Ilaria Di Biagio

Homer in the Baltic | Chronicles from the Northern Seas

Ilaria Di Biagio Homer in the Baltic
“The eye of the Sun can never flash his rays through the dark and bring them light, […] an endless, deadly night overhangs those wretched men”. The Odyssey, book 11, verse 17-18, 21

This project takes Felice Vinci’s book The Baltic Origins of Homer’s Epic Tales (1995) as its starting point. Stirred by the author’s proposition that the sources for The Iliad and The Odyssey originated around 2000 BC in Northern Europe, the Baltic region and the Northern Atlantic, Ilaria Di Biagio set off on her own journey to explore the resonances of this hypothesized geographical and temporal shift. Indeed, such revisions also imply a twist in the plot since these texts continue to carry weight in the European – and global – imagination.
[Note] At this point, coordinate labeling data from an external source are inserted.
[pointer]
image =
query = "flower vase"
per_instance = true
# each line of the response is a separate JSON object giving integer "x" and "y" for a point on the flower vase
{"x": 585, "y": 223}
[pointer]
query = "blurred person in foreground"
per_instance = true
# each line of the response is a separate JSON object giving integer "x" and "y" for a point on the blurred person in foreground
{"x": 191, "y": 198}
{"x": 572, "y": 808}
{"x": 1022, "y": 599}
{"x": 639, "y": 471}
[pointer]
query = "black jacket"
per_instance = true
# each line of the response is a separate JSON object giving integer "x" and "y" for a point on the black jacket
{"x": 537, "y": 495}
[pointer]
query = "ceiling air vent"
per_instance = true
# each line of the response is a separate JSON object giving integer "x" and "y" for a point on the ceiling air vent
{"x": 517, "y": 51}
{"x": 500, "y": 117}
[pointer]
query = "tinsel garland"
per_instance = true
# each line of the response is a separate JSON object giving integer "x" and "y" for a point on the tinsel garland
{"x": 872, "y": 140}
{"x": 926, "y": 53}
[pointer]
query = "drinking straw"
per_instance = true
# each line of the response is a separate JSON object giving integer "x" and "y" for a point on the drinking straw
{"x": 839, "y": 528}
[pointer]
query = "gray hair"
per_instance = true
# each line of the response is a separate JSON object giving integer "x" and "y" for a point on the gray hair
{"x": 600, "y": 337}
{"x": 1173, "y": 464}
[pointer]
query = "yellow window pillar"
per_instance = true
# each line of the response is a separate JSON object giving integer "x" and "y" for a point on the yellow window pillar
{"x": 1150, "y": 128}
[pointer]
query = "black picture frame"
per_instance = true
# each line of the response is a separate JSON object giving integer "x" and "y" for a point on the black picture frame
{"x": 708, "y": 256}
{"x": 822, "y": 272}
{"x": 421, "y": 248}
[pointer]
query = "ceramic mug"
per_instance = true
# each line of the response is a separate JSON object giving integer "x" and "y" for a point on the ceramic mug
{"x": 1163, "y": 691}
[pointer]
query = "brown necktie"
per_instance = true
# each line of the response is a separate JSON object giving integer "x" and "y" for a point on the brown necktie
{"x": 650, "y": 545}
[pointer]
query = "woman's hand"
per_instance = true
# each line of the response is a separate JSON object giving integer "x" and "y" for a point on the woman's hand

According to Vinci, the original epic tales travelled South with the founders of the Mycenaean civilization, and were orally transmitted across generations, until they were recorded in writing by Homer around the 8th century BC.

This atmospheric series invites viewers into immersive seascapes and landscapes, places that linger on the border of fantasy, fiction and reality. As she explains: “I make no claim to confirm nor to refute Vinci’s thesis, but I find it intriguing to addresses how ‘history’ is transformed into ‘authority’.” Homer’s epics “talk about the eternal wandering of mankind, the changing climate, about doubt and perseverance”, she adds, while the characters’ journeys, their emotions, the trials and challenges they must overcome, mirror our own.